Clark did a little magic show to break the impasse and get the foodstuffs he needed:
“I entered one of the rooms of this house and offered several articles to the Natives in exchange for wappato. They were sulky and they positively refused to sell any. I had a small piece of port fire match in my pocket, off of which I cut a piece one inch in length & put it into the fire and took out my pocket compass and set myself down on a mat on one side of the fire, and a magnet which was in the top of my inkstand the port fire caught and burned vehemently, which changed the color of the fire; with the magnet I turned the needle of the compass about very briskly; which astonished and alarmed these Natives and they laid several parcels of wappato at my feet, & begged of me to take out the bad fire; to this I consented; at this moment the match being exhausted was of course extinguished and I put up the magnet &c. This measure alarmed them so much that the women and children took shelter in their beds and behind the men, all this time a very old blind man was speaking with great vehemence, apparently imploring his god. I lit my pipe and gave them smoke & gave the women the full amount of the roots which they had put at my feet. They appeared somewhat pacified and I left them and proceeded on …”

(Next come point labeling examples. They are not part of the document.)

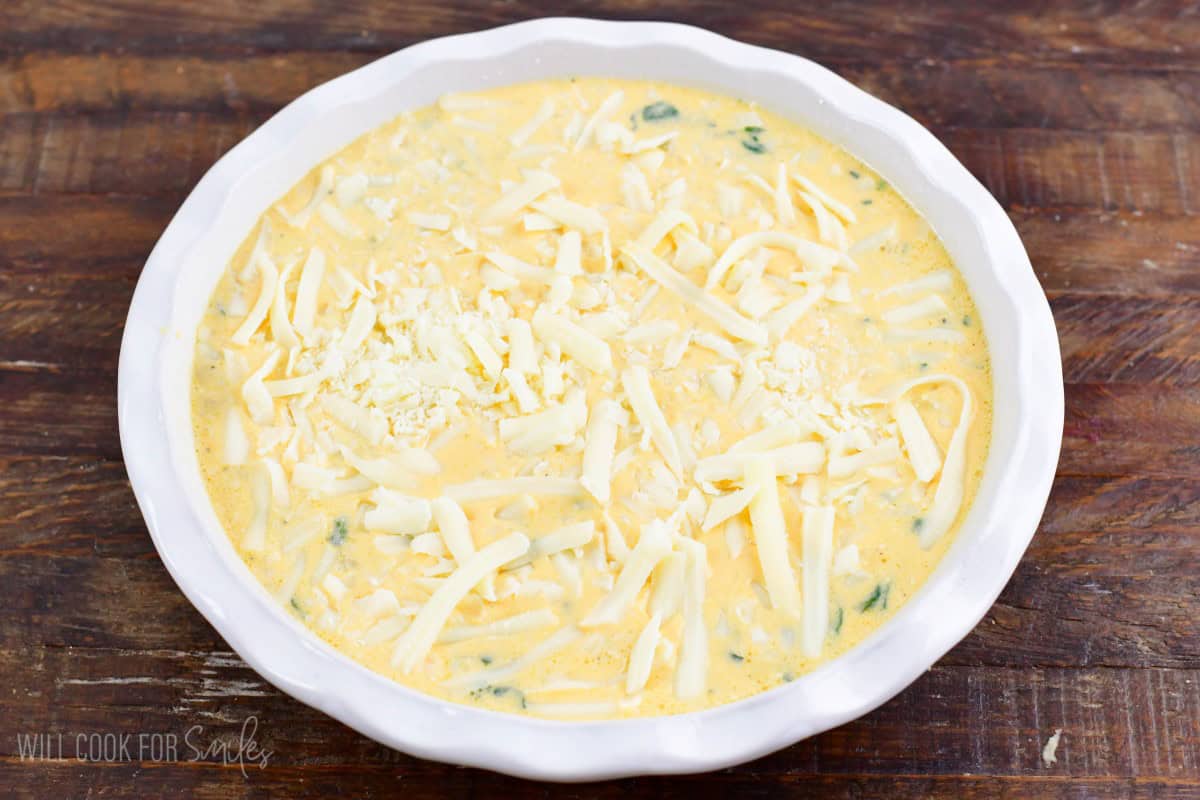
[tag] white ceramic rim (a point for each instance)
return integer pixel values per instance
(156, 437)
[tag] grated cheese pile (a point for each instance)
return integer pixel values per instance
(591, 398)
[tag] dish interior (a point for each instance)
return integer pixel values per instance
(742, 386)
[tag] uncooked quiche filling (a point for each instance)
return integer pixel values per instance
(591, 398)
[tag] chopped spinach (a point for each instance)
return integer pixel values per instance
(751, 142)
(341, 530)
(659, 110)
(501, 691)
(877, 599)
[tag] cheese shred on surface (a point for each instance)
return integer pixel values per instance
(591, 398)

Something is disquieting about this story. Clark plays Merlin, puts a small piece of colored fuse in the fire, turns a compass needle without touching it, and scares the living daylights out of Natives minding their own business in their private homes. Natives who would be glad to trade if they had any surplus food but who were protecting what little they had in this lean time of the year. Clark terrifies them so much that “a very old blind man was speaking with great vehemence, apparently imploring his god.” Try to imagine this scene. Women begging Clark to take the dark magic away. An old man speaking in tongues. When the horrified Natives quickly rounded up a few “parcels of wappato” and placed them at the strange being’s feet, begging him to “take out the bad fire,” all we get from the Wizard Clark is, “to this I consented.” When I first read this story 40 years ago, I found it joyous; now I find it sad.

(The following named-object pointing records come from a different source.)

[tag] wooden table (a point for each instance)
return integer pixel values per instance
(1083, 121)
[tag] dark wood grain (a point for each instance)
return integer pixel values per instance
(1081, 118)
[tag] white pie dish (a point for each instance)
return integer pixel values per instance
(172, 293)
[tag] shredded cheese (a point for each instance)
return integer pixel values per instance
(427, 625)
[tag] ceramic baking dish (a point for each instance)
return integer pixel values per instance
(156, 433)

Clark reports in his journal that he paid fair market value (who set the exchange rate?) for the roots. As he hastened away with enough wappato root to give each of the expedition’s men a slice or two, Clark noticed that the Natives were “somewhat pacified.” Imagine the conversations that began the minute Clark was safely out of range. We’d give anything for a transcript.
As my friend Joshua Jay told me over dinner the other night, magic cuts both ways. There is magic as entertainment and magic as witchcraft: recreational magic or dark magic.
Clark, of course, was doing what he had to do to feed his hungry men. On most occasions, he was an extremely honorable man. Necessity is the mother of invention. The flaming fire routine is one of humanity’s oldest magic tricks. What child is not astonished when she first sees a magnet in action? I’m still astonished by magnetism, and if you ask me to explain it, my answer will be so scientifically garbled that it’s easier to say it’s magic, like gravity.
Beginning tomorrow, as I head down the Ohio River corridor into the heartland, my magic friend Josh disappears, which is one of the more disturbing results of modernity and mobility. But I hope not forever.
For Clark, I have only one question. Why did you have your inkstand on a shopping trip into a Native American longhouse?